NHS staff are facing the axe from a Primary Care Support Service (PCSS) in Lancing – after NHS bosses signed a seven-year £330m contract with private company.
More than 60 people working at the centre in Lancing Business Park are at risk of redundancy or relocation amid fears their office will close.
The shake-up is part of a national plan to cut costs by changing the way back-office administration is handled.
The £330m a year contract has been awarded to Capita who will provide the work on a national basis from September 1.
An NHS England spokesperson said: “These proposals would release substantial administrative savings to reinvest in frontline health services, and will form the basis of full consultation with the employees involved.
“We aren’t in a position to confirm numbers ahead of the consultation closing.”
In May, NHS England told staff the site would remain open after staff were told the service was under threat of closure.
Speaking at the time, Caroline Fife, regional manager for UNISON, said: “They were told the services were closing at the end of June, then nine weeks before they are told it is staying open with a reduced work force.”
She said the staff had been ‘marched to the top of the hill and down again’ quite a few times.
Although some staff took voluntary redundancy, NHS England told its employees the office was not closing.
The role of the Primary Care Support Service staff includes: managing medical records, supporting GPs, pharmacists and dentists and sending invitations about cervical and breast screenings.
A spokesman for UNISON said: “It means the annual cost of the service will fall from £68m, as stated in NHS England’s 2015-16 business plan, to £47m.
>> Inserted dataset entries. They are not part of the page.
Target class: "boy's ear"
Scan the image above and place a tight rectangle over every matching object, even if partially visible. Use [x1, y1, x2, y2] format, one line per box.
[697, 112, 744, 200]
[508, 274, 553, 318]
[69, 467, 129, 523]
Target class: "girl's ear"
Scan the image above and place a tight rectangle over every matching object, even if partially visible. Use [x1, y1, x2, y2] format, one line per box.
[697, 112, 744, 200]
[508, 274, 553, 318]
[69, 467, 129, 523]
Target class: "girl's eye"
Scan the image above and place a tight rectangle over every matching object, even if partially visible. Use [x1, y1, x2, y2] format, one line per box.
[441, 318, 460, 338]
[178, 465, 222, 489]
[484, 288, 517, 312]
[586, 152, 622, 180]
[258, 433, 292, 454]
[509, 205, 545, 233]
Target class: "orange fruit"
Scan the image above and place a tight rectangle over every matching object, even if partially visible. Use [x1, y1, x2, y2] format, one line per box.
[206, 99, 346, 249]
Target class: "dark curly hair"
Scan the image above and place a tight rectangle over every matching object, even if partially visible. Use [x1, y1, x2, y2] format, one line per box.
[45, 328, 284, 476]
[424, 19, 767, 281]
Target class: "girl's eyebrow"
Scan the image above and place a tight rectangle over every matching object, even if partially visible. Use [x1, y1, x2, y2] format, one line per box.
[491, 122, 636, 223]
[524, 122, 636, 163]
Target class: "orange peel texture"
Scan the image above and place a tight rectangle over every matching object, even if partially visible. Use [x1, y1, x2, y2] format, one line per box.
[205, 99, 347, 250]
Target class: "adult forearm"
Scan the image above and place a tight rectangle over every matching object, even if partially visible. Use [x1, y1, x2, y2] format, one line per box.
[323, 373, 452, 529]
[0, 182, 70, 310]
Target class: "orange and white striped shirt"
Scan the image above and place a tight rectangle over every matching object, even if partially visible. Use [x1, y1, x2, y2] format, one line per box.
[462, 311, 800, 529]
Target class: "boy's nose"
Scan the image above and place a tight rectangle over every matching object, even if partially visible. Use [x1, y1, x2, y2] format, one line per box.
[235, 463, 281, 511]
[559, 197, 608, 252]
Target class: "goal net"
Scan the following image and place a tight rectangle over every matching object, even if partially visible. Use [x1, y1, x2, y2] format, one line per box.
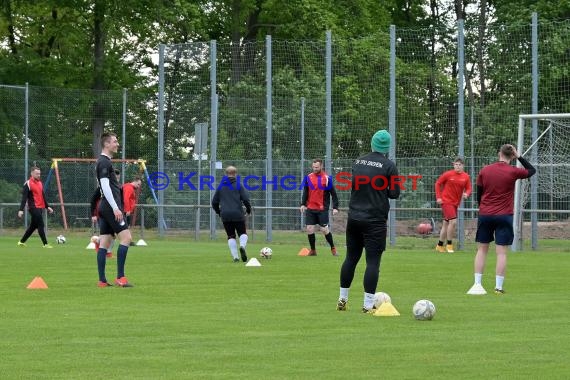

“This is planned to be driven by hundreds of redundancies and the adoption of centralised administration and technology functions.”
More than 25 offices will close with more than 700 jobs at risk.
The two NHS offices which are believed to be remaining open are in Preston, where 128 people are employed, and Leeds, which employs 48.
A spokesman for Capita said: “Capita’s proposed plans for the delivery of Primary Care Support Services – which release substantial administrative savings to reinvest in frontline health services - have yet to be finalised.
“A full and comprehensive consultation will precede any significant staffing changes.”